Dans ce jeu compétitif pour 3 à 6 joueurs, votre objectif sera de deviner les mots secrets de vos adversaires mais aussi de leur faire deviner les vôtres. Si un petit résumé des règles en vidéo vous tente, n’hésitez pas à aller voir notre Ludochrono.
Le jeu de mots en deux mots
Au début de la partie, chaque joueur(se) se verra attribuer 3 cartes Secret sur lesquelles il ou elle écrira sur chacune un mot choisi secrètement parmi une large proposition de 36 au total. Ces 36 mots sont ensuite mélangés puis étalés au centre de la table. Chacun retournera ensuite face cachée ses 3 cartes Secret devant soi.
En tant que joueur, votre objectif sera de faire deviner ces trois mots secrets à vos adversaires. La mécanique pour y parvenir est originale : vous devrez acheter des indices à vos adversaires, si certains parmi ces derniers vous semblent correspondre à un de vos mots. Pour cela, il faudra proposer un prix supérieur à celui que les autres voudraient y mettre. Inversement, vous devrez vendre vos propres indices au plus offrant de vos adversaires pour qu’il puisse également faire deviner ses propres mots secrets. En d’autres termes, on achète et on vend les indices aux autres joueurs aux enchères.

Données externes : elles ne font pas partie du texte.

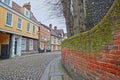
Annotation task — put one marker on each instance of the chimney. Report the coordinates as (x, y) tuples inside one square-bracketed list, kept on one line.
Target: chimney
[(55, 28), (50, 26), (27, 6)]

À chaque manche, on commencera par écrire ses indices. On piochera donc deux cartes Indice vides vous donnant une indication : une couleur, une question se répondant par oui ou par non, etc. On inscrira alors un indice sur chacune d’entre elles, en tâchant de les rendre les plus attractifs possible. Pour cela, il faudra bien scruter tous les mots présents au centre de la table, susceptibles d’être en possession des joueurs.
Par exemple, si je dois écrire une Science et qu’au milieu de la table je repère des mots tels que Baleine, Colombe, Forêt ou Loup, je pourrais écrire « Ecologie » sur ma carte.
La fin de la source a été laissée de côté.